Statistical inference with non-probability survey samples
Section 1. Introduction

Table of contents

The field of survey sampling distinguishes itself from other areas of statistics with a number of unique features. The target population consists of finite number of well defined units, and the population parameters can be determined without error, at least conceptually, by conducting a census. Operational constraints and administrative convenience for data collection often make it necessary to consider stratification, clustering and unequal probability selection. Since the seminal paper of Neyman (1934), probability sampling methods have become one of the primary data collection tools for official statistics and researchers in health sciences, social and economic studies, business and marketing, agricultural and natural resource inventories, and other areas. Probability survey samples have also been used for analytic studies involving models and model parameters; see, for instance, Binder (1983), Godambe and Thompson (1986), Thompson (1997), Rao and Molina (2015), among others. Probability survey samples and design-based inference have been a successful story as part of statistical sciences in the past 80 years.

In recent years, however, “there has been a wind of change and other data sources are being increasingly explored” (Beaumont, 2020). The success of probability survey samples led to more ambitious study designs, long and complicated questionnaires and increased burden on respondents. The response rates have been declining and the cost of data collection has been soaring over the years. With the advances of new technology and the explosion of information over the Internet, there is also a strong desire to access real-time statistics. Statistics Canada has launched the so-called modernization initiatives, “moving beyond a survey-first approach with new methods and integrating data from a variety of existing sources”.

Non-probability survey samples are one of those data sources which have gained increased popularity in recent years. Non-probability samples are not something new to the field of survey sampling. They have been used since the early days of conducting surveys. Quota surveys, for instance, lead to non-probability samples, and the method is widely used and can be successful under certain conditions; see Section 5 for further discussions. Non-probability survey samples had not gained true momentum in the past in survey practice due to the lack of a mature theoretical framework for analyzing the data. Nevertheless, they are an available data source that is cheaper and quicker to obtain and have become prevalent for online research. Commercial survey firms create and maintain a long list of individuals, called the opt-in panels, who agreed to be contacted to participate in surveys either as volunteers or with incentives. The precise mechanisms for individuals being included in the panel are typically unknown, resulting in panel-based non-probability survey samples.
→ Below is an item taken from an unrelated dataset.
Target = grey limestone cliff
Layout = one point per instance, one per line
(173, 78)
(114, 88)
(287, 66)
The main issue with non-probability survey samples is that they are biased samples and do not represent the target population. One might argue that, other than iid samples, most samples are biased, and even probability survey samples are biased. The reason that we do not worry about the biased nature of probability survey samples is the known inclusion probabilities from the survey design, which lead to valid estimation methods through suitable weighting procedures. The real main issue with non-probability survey samples thus is the unknown sample inclusion or participation mechanisms. It will become clear from discussions in Section 4 that the biased nature of non-probability samples cannot be corrected by using the sample itself. It requires additional auxiliary information on the target population.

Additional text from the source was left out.